General Studies: (L or SB) & C.

Food represents the most basic of human needs, and yet its very pervasiveness in our everyday lives often prevents us from seeing how extensively it defines us socially and culturally.

This course examines the relationships between humans and food across cultures and through time using perspectives from both anthropology and related fields. Topics to be addressed include evolution and nutrition; food and ethnicity; and food production/ distribution. This cross-cultural and historical focus provides a framework for understanding current national and global issues, including obesity and food insecurity. 

Examples of some of the questions we will address include: What are the defining elements of a cuisine? How did certain foods gain cultural and symbolic importance? How does food define a human sense of belonging and the boundaries between class and ethnic groups? What political and economic factors affect both urban and rural food systems? How has migration and globalization affected the way we eat? What changing factors in our diets (ritual, symbolic, cultural, social) lead to better or worse health?
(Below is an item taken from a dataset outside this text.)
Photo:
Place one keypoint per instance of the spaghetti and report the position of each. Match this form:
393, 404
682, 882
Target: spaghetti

Taught by top faculty in the School of Human Evolution and Social Change, this hands-on course encourages students from a wide range of backgrounds and majors to examine, discuss, work (and eat!) in discovering the complicated relationship between humans and food.

Prerequisites: None; the course is intended for majors and non-majors alike.
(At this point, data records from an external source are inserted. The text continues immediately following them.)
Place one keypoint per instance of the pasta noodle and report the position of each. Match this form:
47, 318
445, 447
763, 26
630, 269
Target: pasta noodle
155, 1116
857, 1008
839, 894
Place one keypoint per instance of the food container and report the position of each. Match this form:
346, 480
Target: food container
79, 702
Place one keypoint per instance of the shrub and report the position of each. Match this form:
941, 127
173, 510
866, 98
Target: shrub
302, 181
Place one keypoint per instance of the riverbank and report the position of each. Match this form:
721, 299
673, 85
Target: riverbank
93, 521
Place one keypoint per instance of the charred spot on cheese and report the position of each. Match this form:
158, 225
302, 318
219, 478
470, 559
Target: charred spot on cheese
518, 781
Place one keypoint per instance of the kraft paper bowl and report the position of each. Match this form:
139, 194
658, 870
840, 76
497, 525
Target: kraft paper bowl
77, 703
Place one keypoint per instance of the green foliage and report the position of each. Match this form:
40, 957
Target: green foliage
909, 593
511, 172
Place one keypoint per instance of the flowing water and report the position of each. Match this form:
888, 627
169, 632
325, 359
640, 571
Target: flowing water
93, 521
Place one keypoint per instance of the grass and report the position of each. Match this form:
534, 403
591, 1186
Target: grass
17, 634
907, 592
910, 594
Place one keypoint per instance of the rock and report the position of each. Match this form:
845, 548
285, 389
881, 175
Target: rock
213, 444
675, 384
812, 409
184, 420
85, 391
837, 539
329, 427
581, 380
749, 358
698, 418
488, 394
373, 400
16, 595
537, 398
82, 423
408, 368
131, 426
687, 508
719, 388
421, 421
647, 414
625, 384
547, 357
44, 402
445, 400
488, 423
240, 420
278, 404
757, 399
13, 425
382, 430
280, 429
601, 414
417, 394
Course Format: Online lectures, written assignments, quizzes and outside-class activities.

Past student comments:
"The class was well moderated; the depth of the covered material was impressive. The professor used many teaching methods and was timely in updating us as to our grade in the course, as well as communicating on other subjects. The user interface was highly improved over Blackboard, and I am looking forward to taking more online courses.”

“The content of this class was very interesting, and the variety of ways in which the material was presented (lectures, videos, readings, websites, etc.) allowed for a very complete understanding of that week's central themes and ideas. The quiz questions were all based on required material, and the writing assignments were all relevant and thought provoking. The readings helped to supply real-world examples of the anthropological concepts being discussed. The required discussion board posts promoted conversation with other students and provided yet another resource for better understanding the material. The course was very clearly organized and easy to navigate.”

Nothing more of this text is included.